We often attribute to courage some acts that are actually reckless, irresponsible, or even arrogant.

"How did he have the courage to throw himself on his head without knowing what was underneath? That's not courage, that's stupid."

And I'm not here arguing to strengthen or stimulate these thoughtless attitudes. Taking risks without measuring consequences is not about courage, but true creativity is about having the courage to follow one's instincts. I believe that creativity is a great act of courage. The first kiss, the first writing, starting a project from scratch, an idea... A layout on a blank sheet of paper is so courageous that it must be stimulated everywhere.

Meeting rooms are working cemeteries of courageous ideas, killed by people who feel fear. And it's interesting to think that fear kills more than courage, right? But it's true. A frightened animal usually attacks. The soldiers who are most afraid are the ones who kill most in wars. The most fearful agencies repeat the formulas and kill the market, that is, fear is very harmful because it makes us act on impulse, and not with intelligence.
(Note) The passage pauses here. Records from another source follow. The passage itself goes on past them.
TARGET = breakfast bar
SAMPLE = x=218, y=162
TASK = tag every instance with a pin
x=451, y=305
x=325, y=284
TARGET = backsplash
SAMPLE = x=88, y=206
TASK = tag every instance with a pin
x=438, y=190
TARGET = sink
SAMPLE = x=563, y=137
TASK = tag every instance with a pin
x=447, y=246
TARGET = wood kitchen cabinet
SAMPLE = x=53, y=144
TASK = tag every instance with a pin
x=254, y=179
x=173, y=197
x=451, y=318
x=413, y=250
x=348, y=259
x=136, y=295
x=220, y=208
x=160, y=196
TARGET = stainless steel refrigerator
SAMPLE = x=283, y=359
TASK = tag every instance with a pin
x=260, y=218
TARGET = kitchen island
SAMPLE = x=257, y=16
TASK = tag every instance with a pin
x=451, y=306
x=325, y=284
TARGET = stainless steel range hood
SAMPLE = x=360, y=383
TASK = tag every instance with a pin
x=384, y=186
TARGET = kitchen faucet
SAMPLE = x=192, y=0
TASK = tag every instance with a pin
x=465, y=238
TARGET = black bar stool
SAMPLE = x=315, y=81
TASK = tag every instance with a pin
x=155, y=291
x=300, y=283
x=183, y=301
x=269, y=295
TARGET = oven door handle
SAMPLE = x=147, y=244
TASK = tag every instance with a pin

Fear dampens. Fear is a mattress. Fear is comfort.

But enough about talking about fear. I am here to talk about courage. Courage is what unlocks, moves us to the next step, brings optimism and helps us see a way out. It is what makes us believe that it will work and move on.

Courage drives us forward. Courage is a springboard. Courage is open.

If you, people in the media, marketing and commercial creative industries are afraid - don't be scared. This is normal. The news is there: big data, performance, inbound, etc. Face them head on, even if you are afraid, but face them. Use creativity as a spring of courage and beat the fear.

A toast to the brave men and women who were the strong base for our industry (I won't name names), and who built what many people would find easy to destroy.

If you want to change, shall we take courage together?